Way to generate confidence interval for predictions? #756

enriquecardenas24 · 2024-01-30T15:50:27Z

Looking at glum, I don't currently see a way to generate confidence intervals for predictions on an input dataset, although I want to check here. By this, I mean something similar to the statsmodels ability to generate confidence intervals (as well as error values) for predictions on a given dataset by way of the PredictionResults class. Is there any equivalent way to do this in glum?

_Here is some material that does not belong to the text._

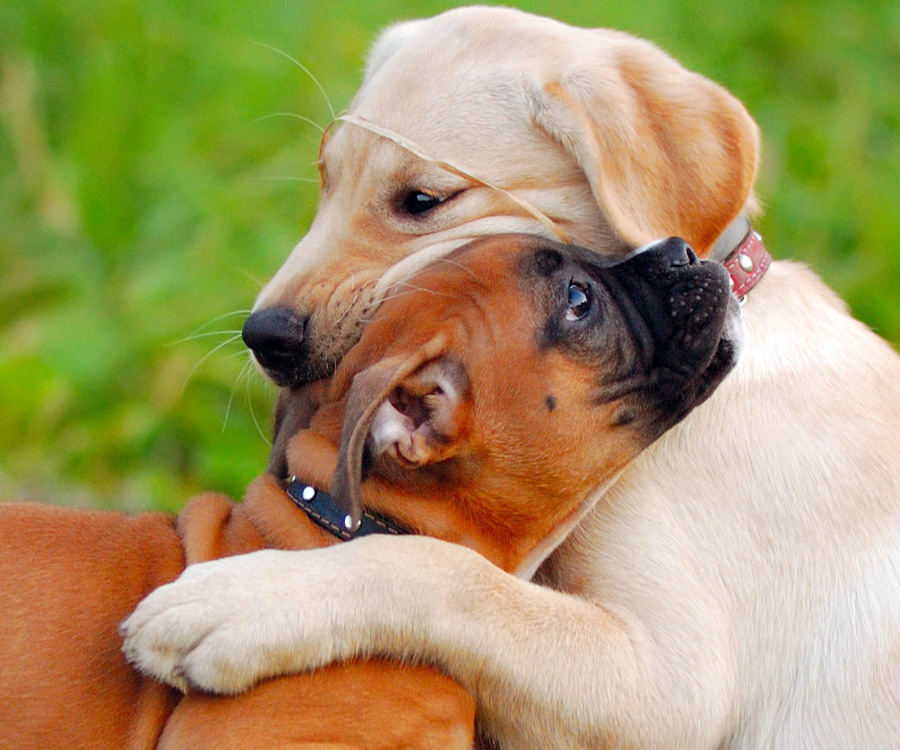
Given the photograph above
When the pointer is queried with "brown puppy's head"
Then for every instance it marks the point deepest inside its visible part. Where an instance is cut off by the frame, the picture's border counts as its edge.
(491, 403)
(603, 133)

MatthiasSchmidtblaicherQC · 2024-01-30T19:29:36Z

There is currently no out-of-the-box way to generate confidence intervals for means. But you should be able to do this in a couple of lines if you have estimated a model and the covariance matrix, along the lines of the statsmodels code that you linked to (especially var_pred_mean = (exog * np.dot(covb, exog.T).T).sum(1)). Note that, in a model without identity link, you will need to apply the delta method to have confidence intervals on the level of the original variable (the statsmodels code appears to be only for identity link / linear models).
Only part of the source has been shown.